New Zealand Kowhai tree thriving in London – Photo by George Milne.
Part-time Kāpiti Coaster and Hutt City Councillor Chris Milne tells of planting trees from here to London.
“Back in 1988 when I was living in London my father passed away in New Zealand. After his funeral, my sister Alex Dempster and I brought some kowhai seeds from our parents’ garden back to London, which we germinated on the window sill. We thought they would grow well in London’s clay soils.
When they got too big we planted them at the newly established children’s playground on Highbury Fields (about 100m from Highbury& Islington tube station), and about 100m from my flat on Highbury Place.
Here they are as of 31 March 2020, in full bloom in the London spring (see photo taken by George Milne with Kate Armstrong in the photo).
It all wasn’t plain sailing. In 1993 I visited London and went to have a look. The Islington Council had planted a whole row of conifers which would eventually crowd out the kowhai. Lacking suitable ‘tools of trade’ to deal with the problem myself I decided to write to the Islington Council to fess up to the situation and ask for their help.
When living on Highbury Fields I’d been a member of The Highbury Fields Association. It was a bit bohemian, being made up of a nightmare potpourri of talented people with far too much time on their hands curators from the British Museum, script writers for the BBC and so on. Collectively they made life hell for the Council, which dare not so much as sweep the leaves in the park without consulting the Association.
The luckless council officer tasked with liaising with the Association was a Mr Peter Bonsall. I remembered him well. So in 1993 I wrote a letter explaining what we had done and asking if the conifers around the kowhai could please be removed. It was all I could do and I was fully expecting a terse reply of indignation with the news that the offending trees had been removed and how naughty I’d been.
To my great surprise Peter Bonsall replied saying “I am happy to remove the adjacent vegetation in order to allow the Kowhai trees to develop”.

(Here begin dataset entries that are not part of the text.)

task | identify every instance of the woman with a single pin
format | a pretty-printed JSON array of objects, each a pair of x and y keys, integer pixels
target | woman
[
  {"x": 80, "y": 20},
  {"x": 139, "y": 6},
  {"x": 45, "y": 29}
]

Why? It turns out that I did not know one essential fact:
“The subject of New Zealand plants is one about which I am rapidly learning a little as the Mayor of Islington, Ann Gilman, is from New Zealand and keen to have more of her native plants in the borough.”
Thus were the conifers sacrificed for the greater good.
The postscript to this story came in 2014 when the Hutt City Council was engaging with the community about the future of the Town Hall. The Council was proposing to demolish it, but a furious campaign was put together under the moniker Heart of the Community. This was led by a formidable woman and Eastbourne resident, Jenny Sands and her husband Charlie. At a public meeting I attended, which she chaired, she said “This should not be allowed, and I can tell you that when I was Mayor of Islington this would never have happened.”
So it turns out that the Borough of Islington has had two New Zealand mayors, both woman. And yes, Jenny did remember the kowhai.
Of course, Jenny prevailed, and both the Highbury kowhai trees and the Lower Hutt Town Hall were saved.”